Detailed exposition of these methods and examples of their use in a range of applications has been reviewed elsewhere [8, 9]. The aim of this study is to identify which methods are currently used in economic evaluation studies employing observational data and discuss the scope and scientific quality of the current evidence-base, in order to identify gaps in our knowledge and to consider the future research agenda.


Eligibility criteria and identification strategy

A review of the international English language literature was undertaken. The eligibility criteria for inclusion required studies to be full economic evaluations as defined by Drummond et al. [10] and use observational microdata referring to the same population for both the cost and effectiveness outcome. The review placed particular emphasis on identifying methods than including all applications. As such, only studies that demonstrated some modification in the methodology addressing selection bias were included. In addition, studies should use an econometric method to adjust at least one of the cost, effectiveness and cost-effectiveness outcomes.

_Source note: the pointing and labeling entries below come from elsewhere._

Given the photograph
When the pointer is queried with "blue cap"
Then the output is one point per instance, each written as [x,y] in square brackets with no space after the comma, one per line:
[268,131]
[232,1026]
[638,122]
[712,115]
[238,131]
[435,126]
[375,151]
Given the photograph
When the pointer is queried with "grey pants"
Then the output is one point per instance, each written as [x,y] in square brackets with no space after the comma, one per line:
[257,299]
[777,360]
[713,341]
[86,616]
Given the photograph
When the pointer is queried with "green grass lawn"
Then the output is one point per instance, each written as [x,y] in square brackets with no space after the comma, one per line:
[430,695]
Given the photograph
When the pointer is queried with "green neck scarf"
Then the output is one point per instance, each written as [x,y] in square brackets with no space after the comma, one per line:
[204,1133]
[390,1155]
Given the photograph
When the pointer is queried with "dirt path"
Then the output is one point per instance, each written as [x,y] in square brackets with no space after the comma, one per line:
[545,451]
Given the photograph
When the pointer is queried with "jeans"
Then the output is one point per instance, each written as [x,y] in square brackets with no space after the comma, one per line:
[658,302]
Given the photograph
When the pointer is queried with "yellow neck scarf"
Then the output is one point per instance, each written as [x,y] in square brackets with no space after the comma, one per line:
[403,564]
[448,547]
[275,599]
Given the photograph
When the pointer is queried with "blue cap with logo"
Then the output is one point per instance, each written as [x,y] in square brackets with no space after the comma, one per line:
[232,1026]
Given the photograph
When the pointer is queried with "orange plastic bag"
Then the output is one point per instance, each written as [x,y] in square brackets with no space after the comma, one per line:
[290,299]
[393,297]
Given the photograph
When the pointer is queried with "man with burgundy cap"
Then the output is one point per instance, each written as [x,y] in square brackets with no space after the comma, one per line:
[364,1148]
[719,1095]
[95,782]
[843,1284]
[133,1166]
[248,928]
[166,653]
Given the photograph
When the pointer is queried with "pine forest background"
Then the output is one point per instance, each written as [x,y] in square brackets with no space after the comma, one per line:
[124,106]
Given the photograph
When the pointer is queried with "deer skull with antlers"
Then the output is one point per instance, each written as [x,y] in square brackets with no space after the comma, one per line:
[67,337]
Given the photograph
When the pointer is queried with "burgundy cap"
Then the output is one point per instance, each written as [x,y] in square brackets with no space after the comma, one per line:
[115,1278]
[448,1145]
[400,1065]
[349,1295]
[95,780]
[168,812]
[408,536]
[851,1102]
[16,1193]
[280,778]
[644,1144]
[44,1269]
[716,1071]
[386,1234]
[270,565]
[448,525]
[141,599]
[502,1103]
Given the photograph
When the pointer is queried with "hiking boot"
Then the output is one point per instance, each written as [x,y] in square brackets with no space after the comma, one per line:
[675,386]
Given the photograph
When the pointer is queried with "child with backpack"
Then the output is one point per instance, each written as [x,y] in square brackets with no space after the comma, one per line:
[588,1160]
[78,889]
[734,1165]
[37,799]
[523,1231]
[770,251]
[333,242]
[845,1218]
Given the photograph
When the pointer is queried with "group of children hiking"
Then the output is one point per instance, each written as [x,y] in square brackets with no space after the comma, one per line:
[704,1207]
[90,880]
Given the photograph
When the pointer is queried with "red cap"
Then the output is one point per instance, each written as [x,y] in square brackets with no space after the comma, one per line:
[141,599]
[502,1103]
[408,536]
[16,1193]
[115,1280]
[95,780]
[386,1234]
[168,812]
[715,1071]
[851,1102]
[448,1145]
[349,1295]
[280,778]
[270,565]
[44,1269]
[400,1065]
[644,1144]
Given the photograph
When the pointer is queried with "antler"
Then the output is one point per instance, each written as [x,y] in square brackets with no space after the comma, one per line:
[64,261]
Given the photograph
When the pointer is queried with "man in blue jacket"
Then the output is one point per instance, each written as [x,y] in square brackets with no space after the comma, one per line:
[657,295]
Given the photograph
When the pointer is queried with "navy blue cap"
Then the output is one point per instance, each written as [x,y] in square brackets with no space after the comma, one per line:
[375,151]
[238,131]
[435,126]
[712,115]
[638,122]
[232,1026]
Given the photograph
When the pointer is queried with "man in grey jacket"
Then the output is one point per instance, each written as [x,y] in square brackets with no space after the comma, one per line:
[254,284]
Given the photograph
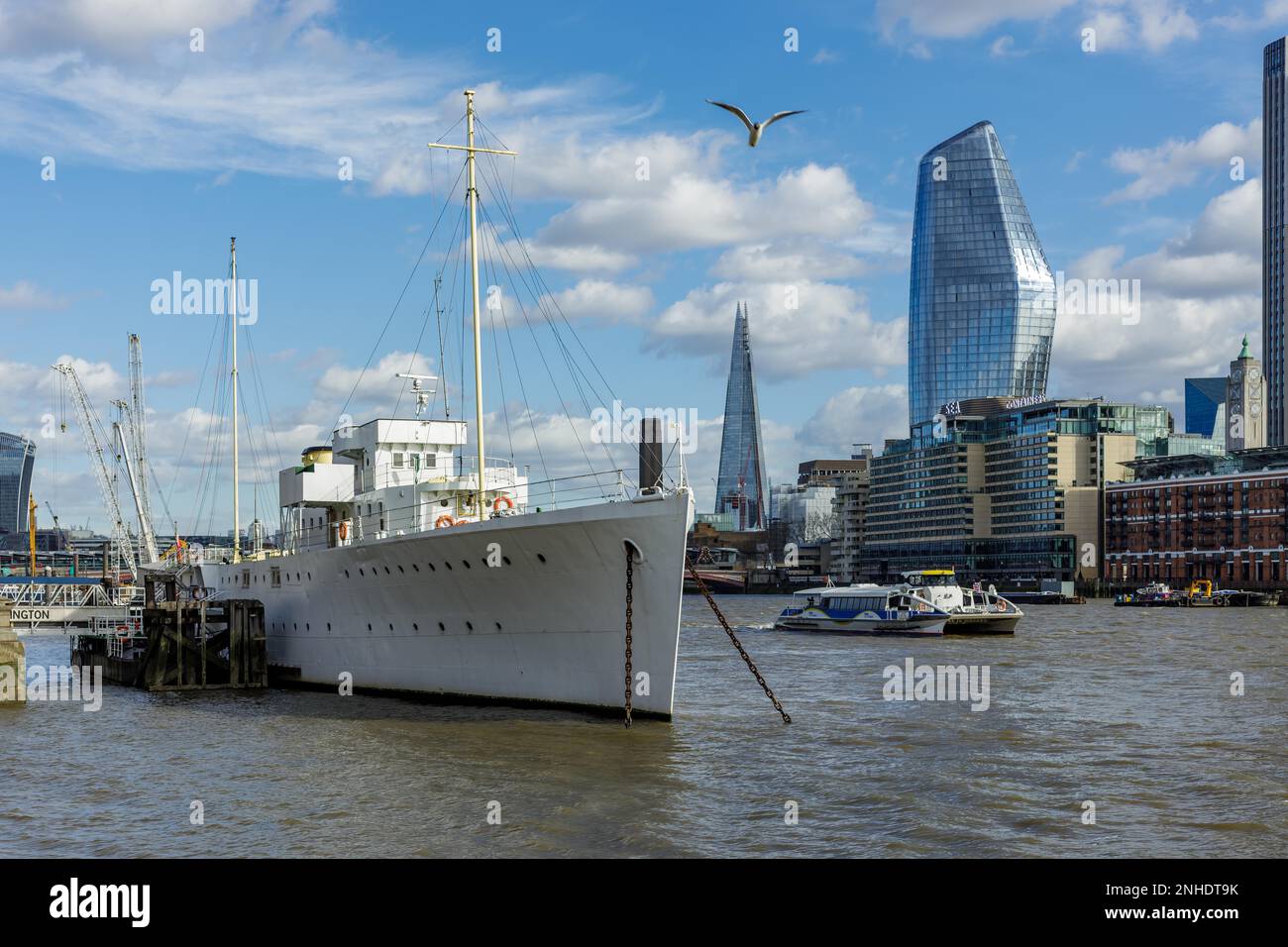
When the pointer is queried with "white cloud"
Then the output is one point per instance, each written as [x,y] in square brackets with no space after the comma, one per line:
[958,18]
[604,300]
[690,211]
[832,329]
[857,415]
[1005,47]
[1177,162]
[1199,294]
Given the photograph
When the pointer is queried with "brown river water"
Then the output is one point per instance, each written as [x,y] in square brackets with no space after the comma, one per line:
[1129,709]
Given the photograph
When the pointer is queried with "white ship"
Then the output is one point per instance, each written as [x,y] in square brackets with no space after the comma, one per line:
[399,571]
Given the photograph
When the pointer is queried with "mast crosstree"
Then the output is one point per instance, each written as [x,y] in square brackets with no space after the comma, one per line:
[473,197]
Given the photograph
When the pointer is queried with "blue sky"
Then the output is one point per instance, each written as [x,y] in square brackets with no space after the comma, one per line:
[1122,154]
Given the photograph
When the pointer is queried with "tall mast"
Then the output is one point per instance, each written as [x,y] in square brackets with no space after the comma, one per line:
[233,334]
[473,197]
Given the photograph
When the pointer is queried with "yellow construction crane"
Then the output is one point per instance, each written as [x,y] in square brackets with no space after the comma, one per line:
[31,531]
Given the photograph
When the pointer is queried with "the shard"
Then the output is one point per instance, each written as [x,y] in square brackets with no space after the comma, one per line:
[741,486]
[982,300]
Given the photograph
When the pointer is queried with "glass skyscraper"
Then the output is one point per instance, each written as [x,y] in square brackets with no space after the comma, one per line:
[1273,237]
[17,459]
[739,488]
[982,302]
[1205,399]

The studies reviewed were identified using a four-stage process. First, three generic electronic bibliographic databases, namely MEDLINE, EMBASE, and Econlit were searched through the OvidSP interface in order to generate as many papers of potential methodological interest as possible for the years 1990-2010. Second, additional searches for the same time period were carried out in three specialised databases: NHS EED, HEED and CEA Registry. The search strategy, which was adapted for each database, combined and interacted the terms “cost*”, “effect*”, “benefit*”, “cost-effective*” and “cost-benefit*”, with “matching”, “stratification”, “regression*”, “propensity score*”, “instrumental variable*”, “difference in difference*”, “control function” and “discontinuity”. Third, the database searching was supplemented by communicating with other experts. The expert communication involved sending a brief outline of the review objectives, together with a list of key publications to individuals working in similar research areas. Colleagues were requested to suggest further published, unpublished or work-in-progress research for inclusion in the review. Experts were identified through the literature, known contacts and posting on relevant online discussion lists. Fifth, an examination of the references and the citations of all eligible studies was undertaken, with a view to identify further papers that were not already captured during the previous stages.

Review process

In methodologically allied sciences such as epidemiology, a checklist of items that should be included in studies reporting observational research has been established [11]. In the absence of a similar methodological inquiry for economic evaluation, all papers here were reviewed using a custom-made structured template, (Additional file 1) the development of which was informed by a conceptual review of non-experimental methods that can be used for the evaluation of treatment effects. The template comprised of three parts aiming to extract relevant factual information from each study and critically appraise important aspects of their methodology. More specifically, the first part recorded general characteristics such as bibliographic information, the type of economic evaluation undertaken, whether a summary cost-effectiveness outcome measure was used, as well as the interventions evaluated. In the second part, the template focused on extracting the method(s) adjusting for selection bias, the estimation techniques employed and whether adjustment was undertaken for costs, effectiveness or cost-effectiveness. Any comparisons with other methods or studies, the types of uncertainty evaluated and the authors’ conclusions with respect to the ability of methods to adjust for selection bias were also extracted. Finally, the third part recorded information relating to the justification of choice of method and the specification(s) used, as well as whether any relevant tests or graphical analyses were carried out. A reviewer’s assessment concerning potential weakness of the study was also included. This was based on the extracted information as these were provided by the authors and placed particular emphasis on assessing the plausibility of the assumptions postulated by the analytical method employed.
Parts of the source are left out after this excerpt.